Branagh ist in den besten Zeiten ein auffälliger Schauspieler, und damit lenkt er den Blick von viel subtileren Auftritten ab: Ophelia Lovibond als Carrie Symonds zum Beispiel oder Andrew Buchan als Gesundheitsminister Matt Hancock. Eine besondere Kritik muss auch den Episodeneröffnungen vorbehalten bleiben, die Johnsons Zeitungskolumnen und Interviewbemerkungen aufgreifen und sie wie Shakespeare-Selbstgespräche wiedergeben, mit Verweisen auf „Tank-Top-Penner“ und „Meine Politik bei Kuchen ist dafür, es zu haben und es zu essen “.

Es ist auch ein Symbol für das klangliche Ungleichgewicht der Show. Alle Sequenzen mit Johnson (Branagh ist mit so furchterregenden Prothesen ausgestattet, dass sie Süßes oder Saures abwehren könnten) haben den Tenor der Satire, nur ohne die Witze. „Ich habe heute ein bisschen den alten schwarzen Hund, wie Winston es früher nannte“, grübelt Johnson und starrt mit dem Pinsel in der Hand auf eine leere Leinwand. „Nun, kanalisieren Sie es in Ihre Kunst“, antwortet Carrie gehorsam. Aber bei allem, was die Show genießt, Johnson zu zeigen, wie er um Chevening herumtollt und Shakespeare rezitiert, ist die Serie im Kern eine granulare Dekonstruktion der Entscheidungen hinter den Kulissen. Persönlichkeiten wie Chris Whitty (Jimmy Livingstone), Neil Ferguson (Anthony Howell), Sarah Gilbert (Zoe Aldrich) und Jonathan Van-Tam (Tom Nguyen) treten zusammen mit Dutzenden weiteren Protagonisten aus dem wirklichen Leben auf.

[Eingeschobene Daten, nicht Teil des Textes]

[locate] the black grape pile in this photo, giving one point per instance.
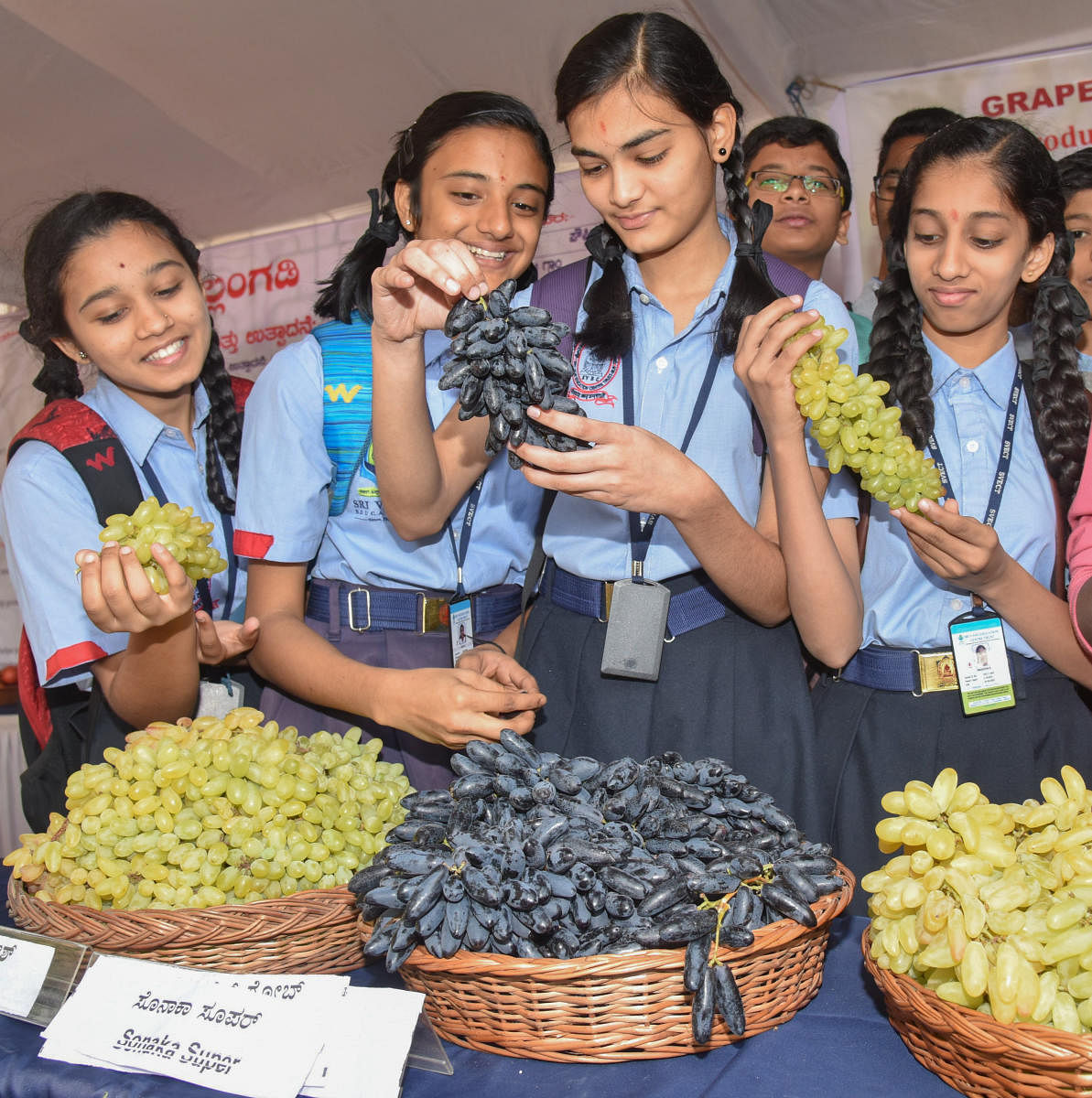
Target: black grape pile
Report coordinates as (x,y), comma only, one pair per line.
(503,361)
(532,855)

Die Produktion ist ansehnlich montiert, und die Liebe zum Detail – unterstützt durch Beratung aus Die Sunday Times„Tim Shipman – ist großartig. Tatsächlich ist dies ein Teil ihres Untergangs: Je mehr sie nach der Wahrhaftigkeit und Unparteilichkeit eines historischen Dokuments suchen, desto absurder erscheint die Entscheidung, einen so stilvoll fiktionalisierten Bericht zu erstellen. „Hier liegt der Mann, der mir Unrecht getan hat“, flüstert die Stimme seiner Ex-Frau in einem fiebrigen Alptraum. Ist dies ein ausführlicher Blick auf das, was bei der britischen Covid-Reaktion schief gelaufen ist (eine Show, die sicherlich niemand sehen möchte) oder ein Biopic über die turbulenten Zeiten des jüngsten britischen Premierministers (eine Show, sicherlich niemand würde sehen wollen)?

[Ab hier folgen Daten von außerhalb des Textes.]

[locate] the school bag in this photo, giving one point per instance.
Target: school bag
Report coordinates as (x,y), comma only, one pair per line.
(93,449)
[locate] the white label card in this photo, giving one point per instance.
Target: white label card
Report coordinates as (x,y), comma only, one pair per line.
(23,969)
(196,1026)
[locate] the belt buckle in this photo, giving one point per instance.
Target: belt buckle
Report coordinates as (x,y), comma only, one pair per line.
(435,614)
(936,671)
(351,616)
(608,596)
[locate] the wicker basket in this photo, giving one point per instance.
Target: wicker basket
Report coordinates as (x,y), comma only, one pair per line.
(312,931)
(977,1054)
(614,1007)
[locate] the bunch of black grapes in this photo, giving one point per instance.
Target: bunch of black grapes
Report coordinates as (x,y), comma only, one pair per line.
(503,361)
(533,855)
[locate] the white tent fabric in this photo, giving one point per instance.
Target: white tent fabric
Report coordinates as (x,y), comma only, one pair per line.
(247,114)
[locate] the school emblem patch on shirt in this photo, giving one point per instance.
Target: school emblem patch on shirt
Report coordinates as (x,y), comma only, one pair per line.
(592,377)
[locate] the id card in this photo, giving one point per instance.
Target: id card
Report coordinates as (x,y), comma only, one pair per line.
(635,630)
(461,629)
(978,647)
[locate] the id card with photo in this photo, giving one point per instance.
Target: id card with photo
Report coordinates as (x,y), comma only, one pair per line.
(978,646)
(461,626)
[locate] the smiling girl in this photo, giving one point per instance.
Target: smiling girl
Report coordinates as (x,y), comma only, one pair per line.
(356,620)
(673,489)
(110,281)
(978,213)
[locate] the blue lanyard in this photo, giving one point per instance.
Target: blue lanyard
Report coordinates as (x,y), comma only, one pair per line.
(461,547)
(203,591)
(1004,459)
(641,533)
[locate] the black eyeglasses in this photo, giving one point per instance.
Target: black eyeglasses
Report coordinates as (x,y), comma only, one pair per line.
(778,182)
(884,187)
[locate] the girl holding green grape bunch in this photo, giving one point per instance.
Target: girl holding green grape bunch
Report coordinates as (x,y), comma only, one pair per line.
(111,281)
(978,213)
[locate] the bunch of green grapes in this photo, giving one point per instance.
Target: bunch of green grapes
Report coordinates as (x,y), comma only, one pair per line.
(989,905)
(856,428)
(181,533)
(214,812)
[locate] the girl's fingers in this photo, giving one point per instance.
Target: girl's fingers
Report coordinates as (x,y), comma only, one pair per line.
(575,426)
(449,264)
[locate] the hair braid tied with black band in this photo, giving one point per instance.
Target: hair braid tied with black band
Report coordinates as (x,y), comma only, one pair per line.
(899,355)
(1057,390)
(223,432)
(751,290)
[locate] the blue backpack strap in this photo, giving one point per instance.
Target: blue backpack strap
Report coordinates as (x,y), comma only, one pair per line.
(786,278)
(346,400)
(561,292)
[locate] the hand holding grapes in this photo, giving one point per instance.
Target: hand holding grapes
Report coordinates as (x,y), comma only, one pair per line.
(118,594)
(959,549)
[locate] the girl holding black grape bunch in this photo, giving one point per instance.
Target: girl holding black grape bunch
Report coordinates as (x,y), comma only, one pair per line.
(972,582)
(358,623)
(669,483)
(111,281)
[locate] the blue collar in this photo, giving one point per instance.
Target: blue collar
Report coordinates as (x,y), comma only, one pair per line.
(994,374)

Jeder, der den vollen Lauf von sechs Stunden langen Episoden übersteht, verdient es, dass die Nation sie in ihre Einfahrten klatscht. Und „aushalten“ ist das Wort dafür. Die Darstellung der miserablen letzten zwei Jahre als Unterhaltungsform war eine unerklärliche Entscheidung, und die verpfuschte Ausführung ist einfach ein Nebenprodukt dieses zentralen Auftragsfehlers. Menschen, die unter ihrer geistigen oder körperlichen Gesundheit gelitten haben, Menschen, die mit finanzieller Sicherheit zu kämpfen hatten, Menschen, die geliebte Menschen verloren haben, und Menschen, die ihre verbleibende Zeit auf der Erde damit verbringen möchten, kompetent fernzusehen: Alle werden es vermeiden wollen Dieses England wie die, ähm, Plage.